To make the problem go away entirely would require replacing every potentially vulnerable processor, said Morey Haber, VP of technology at BeyondTrust. Given that every Intel CPU manufactured since 1995 (except Atom and Itanium) is potentially vulnerable, according to Project Zero’s FAQ created and posted by the Graz University of Technology in Germany, the cost would be untenable. Also, many of the older systems are running on hardware no longer manufactured, yet with legacy applications that can’t run on newer systems.

“The only viable short-term mitigation is to patch our operating systems and hypervisors at the lowest level (kernel) to prevent inappropriate memory calls that can leak information from an application or virtual machine,” Haber said.  BMC Software executives Sean Berry, a solution evangelist in BMC’s Data Center Automation and Cloud group and Shawn Jaques, the company’s director of marketing, explained in  a blog post how to balance the tradeoff between patching systems and addressing performance.

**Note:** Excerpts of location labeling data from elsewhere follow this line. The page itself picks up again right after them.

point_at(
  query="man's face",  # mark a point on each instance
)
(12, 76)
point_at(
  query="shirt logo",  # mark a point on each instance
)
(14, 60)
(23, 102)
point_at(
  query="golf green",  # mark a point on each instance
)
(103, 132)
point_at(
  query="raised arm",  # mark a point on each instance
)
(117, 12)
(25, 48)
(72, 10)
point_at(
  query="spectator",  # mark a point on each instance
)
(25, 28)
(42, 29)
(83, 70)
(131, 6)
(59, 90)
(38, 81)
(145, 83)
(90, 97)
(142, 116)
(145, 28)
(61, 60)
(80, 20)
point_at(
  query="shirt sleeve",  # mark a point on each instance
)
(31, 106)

“The pervasiveness of the vulnerability across servers, devices and operating systems is nearly unprecedented,” they noted. “Since this vulnerability impacts a feature that improves performance, there is a potential significant performance hit from applying the software patches. The real challenge for most organizations is to effectively apply their patching process across a multitude of tools and teams to correct the systems before hackers start to exploit the now-public vulnerabilities.”

SolarWinds’ LaRock agreed, and added the following advice:

  1. Assess your risk. If your server is isolated from intrusion (no browser, etc.), and not sharing the memory of other servers (so, not a guest with others on a host), then you have lower risk.
  2. Assess the importance of the workload and/or data. Not every system is top secret or mission critical.
  3. Gather inventory details, know what chips you have, which OS, what versions of database software, etc.
  4. Build a patching plan, using the above details to help you prioritize.

The ones with the most at stake are the cloud providers, LaRock noted, because they have agreed-upon SLAs. LaRock’s colleague, Mike Heffner, a co-founder and lead engineer for Librato, now a SolarWinds company, noted a degradation in performance of the instances running on AWS in the weeks leading up to the disclosure of Spectre and Meltdown. In his original blog post about 10 days ago, Heffner documented the impact based on charts of a Python service worker tier in late December, where CPU utilization rose approximately 25 percent. Likewise, on Jan. 3, he noted Cassandra tiers saw similar spikes and at one point as high as 45 percent. In an update late last week, Heffner reported a marked reduction in CPU utilization to pre-patch levels.

It’s not surprising that the cloud providers would be on top of their game, considering they must provide the extra capacity or take a financial hit. “The cloud providers have agreed upon SLAs already in place, they will need to find a way to scale,” he said. “If they suddenly had a bump in 30 percent CPU utilization due to customer usage, they would find a way to make it work. And not every server is being impacted with performance issues as far as I know.”

While LaRock believes the problem will be short-lived, others say it’ll remain an issue indefinitely. “Expect this one to linger for a long time,” wrote Forrester Research principal analyst Jeff Pollard. “Thankfully, microcode fixes are available, but those fixes are being distributed by hardware manufacturers. That is a challenge; although enterprise organizations with support contracts can overcome it, for end-user systems it is a nightmare. The development, distribution, and installation of these patches will never end. On systems that don’t get patched, it means that information is at risk.”

The Spectre and Meltdown FAQ published by Project Zero includes a list and links to more than 30 top software and hardware providers’ vulnerability advisories and documentation, which include access to the latest patches.